In the fast growing world of DeFi—short for decentralized finance—it’s common to hear of traders earning double digit interest rates when they lend out their crypto. For ordinary investors, who are lucky to earn even a 1% return in traditional financial markets, the prospect of such yields is tantalizing. But unfortunately, for most people, the DeFi world is a highly technical place and the platforms where traders earn those high yields, such as Compound and Maker Dai, are too technical to use.
That’s why the arrival of a startup called Element is so intriguing. Backed by blue chip investors and a team of respected DeFI veterans, Element says it has built easy tools for anyone to lend out BTC or ETH, and earn the high yields that experienced crypto traders have been collecting. On Wednesday, the startup announced it had raised $4.4 million in a seed round led by Andreessen Horowitz and Placeholder.
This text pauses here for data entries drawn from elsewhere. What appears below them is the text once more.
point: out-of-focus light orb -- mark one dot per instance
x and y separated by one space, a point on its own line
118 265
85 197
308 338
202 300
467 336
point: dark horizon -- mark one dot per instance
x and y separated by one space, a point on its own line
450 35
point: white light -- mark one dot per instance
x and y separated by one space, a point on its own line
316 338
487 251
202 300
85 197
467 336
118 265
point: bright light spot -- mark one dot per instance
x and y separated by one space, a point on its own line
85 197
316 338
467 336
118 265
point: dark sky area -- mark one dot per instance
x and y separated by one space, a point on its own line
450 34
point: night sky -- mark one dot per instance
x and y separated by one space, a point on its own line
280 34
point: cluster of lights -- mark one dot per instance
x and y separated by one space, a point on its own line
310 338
Element, which touts itself as the first DeFi firm to offer “fixed yield, not locked yield,” relies on a novel digital token system to pay out those high yields. Specifically, those who lend BTC or ETH receive tokens that represent a discounted version of those assets, which can eventually be redeemed at full value. For instance, someone who lends 10 ETH might receive 11 units of discounted ETH, which will appreciate to full value over the span of the loan. It’s akin to buying a bond for $90 that will be worth $100 in six months.
“Our users will be able to purchase BTC, ETH, and USDC at a discount without being locked into a fixed rate term, allowing easy swapping between the discounted asset and any other base asset at any time,” says the company.
While Element is hardly the first to offer high yields on crypto loans—others include Celsius and BlockFi—it may provide the most accessible such service to date.
In an interview with Decrypt, CEO Will Villaneuva explained that Element’s protocol allows would-be lenders to avoid the so-called gas fees that can wipe out any gain from the interest they would earn. This problem will be a familiar one to non-technical crypto owners who seek to access platforms like Compound through wallets like MetaMask or Coinbase Wallet. In attempting to lend crypto in this fashion, the crypto owners will be offered paltry returns—typically under 0.2%—and asked to pay fees beyond what they would earn.
Villaneuva says Element will let non-technical users earn far higher returns and, in doing so, introduce a new wave of liquidity into crypto capital markets. Meanwhile, more sophisticated traders will be able to use Element to further leverage their holdings—specifically, by taking advantage of a feature in the protocol that splits the loan into tokens representing the principal and the interest. Here is an illustration of this works:
Villaneuva also noted that Element users will be able to use these token mechanisms and earn yield not only through loans, but through taking staking positions in projects like the Eth2 validator, Yearn and Curve.
According to Robert Leshner, the founder of Compound and an investor in Element, the startup could make a significant impact on the crypto industry by simplifying the DeFi investment process. He also noted that Villaneuva, who has worked with ETH co-creator Vitalik Buterin, and the rest of the Element team are uniquely positioned to pull this off thanks to their experience at other prominent DeFi platforms.
“The Element team is made up of some of the best folks from Maker, 0x, and Yearn and they understand the landscape of yield optimization better than anyone else. We’ve been excited to support such a talented team at expanding the yield opportunities in DeFi to staking and beyond,” said Leshner to Decrypt.
The launch of Element, which will be available to all crypto investors in the coming weeks, comes at the time when the DeFi industry as a whole is maturing rapidly and becoming much more liquid. In the last month, for instance, the popular DeFi trading platform Uniswap updated its protocol so as to allow market makers to offer rates within specific range—a feature that increasing the efficiency by which their capital is deployed.
Meanwhile, a recent report in Bloomberg explored how the recent crypto bull run has fueled massive demand for BTC borrowing, and led to interest rates as high as 12% since many conventional banks are still wary about accepting crypto as collateral.
Villaneuva predicts that Element will serve to significantly expand the size of the lending market for ETH.
One area of potential uncertainty for Element is the ongoing failure of the U.S. government to provide clear tax guidance for crypto. It’s unclear for instance whether exchanging ETH for discounted ETH tokens would amount to a taxable event. Villaneuva, who notes Element has undergone several security audits, says the startup is exploring the issue.
In addition to Leshner, Element’s other investors and advisors include the CEO of Aave, Stani Kulechov, and the founder of Consensys, Joe Lubin. (Disclosure: ConsenSys provides funding to an editorially independent Decrypt.)